US Secretary of State Hillary Clinton called on India Monday to further cut its imports of Iranian oil, saying New Delhi should use its growing clout to help isolate the Islamic republic.
“India… is certainly working towards lowering purchases of Iranian oil. We commend the steps they have taken thus far,” she told an audience of school children and activists in the eastern Indian city of Kolkata.
“We hope they will do even more and we think there is an adequate supply (from other exporters) in the market place… We think this is part of India’s role in the international community.”
India, which depended on Iran for 12 percent of its imports last year, says it has cut Iranian imports “substantially” despite initially saying it would not join US and European-led efforts to cut off oil revenues for Tehran.
Clinton, speaking ahead of meetings with India’s leaders, said that it was essential that pressure remained on Iran over its disputed nuclear programme and argued that a new round of negotiations were the fruits of previous efforts.

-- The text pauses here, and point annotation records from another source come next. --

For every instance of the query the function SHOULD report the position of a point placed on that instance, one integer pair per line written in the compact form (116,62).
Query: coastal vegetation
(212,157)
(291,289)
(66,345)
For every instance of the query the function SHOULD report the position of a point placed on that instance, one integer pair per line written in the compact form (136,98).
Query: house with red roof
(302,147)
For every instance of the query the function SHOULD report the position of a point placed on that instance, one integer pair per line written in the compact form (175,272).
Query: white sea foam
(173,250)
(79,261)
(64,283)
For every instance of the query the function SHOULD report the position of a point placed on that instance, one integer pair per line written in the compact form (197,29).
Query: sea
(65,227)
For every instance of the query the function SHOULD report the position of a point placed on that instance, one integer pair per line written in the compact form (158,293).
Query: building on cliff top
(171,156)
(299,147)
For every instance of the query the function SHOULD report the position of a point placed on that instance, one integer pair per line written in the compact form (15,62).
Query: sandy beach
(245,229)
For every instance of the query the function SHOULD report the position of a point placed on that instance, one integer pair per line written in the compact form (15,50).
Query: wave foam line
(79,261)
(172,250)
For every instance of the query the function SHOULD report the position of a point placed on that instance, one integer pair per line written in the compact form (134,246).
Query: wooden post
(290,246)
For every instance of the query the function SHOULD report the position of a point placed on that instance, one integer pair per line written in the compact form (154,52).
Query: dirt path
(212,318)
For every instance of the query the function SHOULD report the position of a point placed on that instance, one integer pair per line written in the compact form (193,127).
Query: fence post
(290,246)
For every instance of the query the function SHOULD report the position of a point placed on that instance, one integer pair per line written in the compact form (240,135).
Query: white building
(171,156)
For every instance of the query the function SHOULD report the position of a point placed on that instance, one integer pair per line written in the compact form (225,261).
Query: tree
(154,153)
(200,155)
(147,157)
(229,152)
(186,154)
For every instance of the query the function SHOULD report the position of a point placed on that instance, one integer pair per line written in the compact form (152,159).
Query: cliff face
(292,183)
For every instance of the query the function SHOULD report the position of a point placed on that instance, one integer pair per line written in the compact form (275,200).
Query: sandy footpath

In New Delhi later Monday, Clinton will sit down with Indian Prime Minister Manmohan Singh aiming to re-spark a bilateral relationship hailed as “one of the defining partnerships of the 21st century” by President Barack Obama.
The world’s two largest democracies have rapidly expanded ties since overcoming mutual mistrust during the Cold War, but tension over Iran and difficulties in their trade relations have stunted progress.
Relations between Delhi and Washington were reset by former US president Bill Clinton in the 1990s and invigorated by his successor George W. Bush, who signed a landmark nuclear energy deal that was meant to hand business to US companies.
Legislation passed in India since then is seen by Washington as penalising its private nuclear companies, who are unable to take on the liability imposed on them in the event of an accident.
State-backed companies from France and Russia have profited at their expense.
“We’ve made it clear to the government that under the legislation that was passed it would be difficult for US companies to participate,” Clinton said. “We are still discussing this and we’re hoping there will be a way to work out the remaining kinks in this.”
The US is also pushing India to open up more of its economy to foreign investors, particularly retail where US supermarket giant Walmart is keen to tap the potential of the market of 1.2 billion people.
While in Kolkata, Clinton met the chief minister of the local state of West Bengal, Mamata Banerjee, whose party sits in the ruling national coalition and has fiercely resisted the entrance of foreign supermarkets.
On Iran, a US law will slap sanctions starting June 28 on banks from countries that keep buying oil from the Islamic republic amid charges by Israel and some Western officials that the regime is building a bomb under the cover of a nuclear energy drive.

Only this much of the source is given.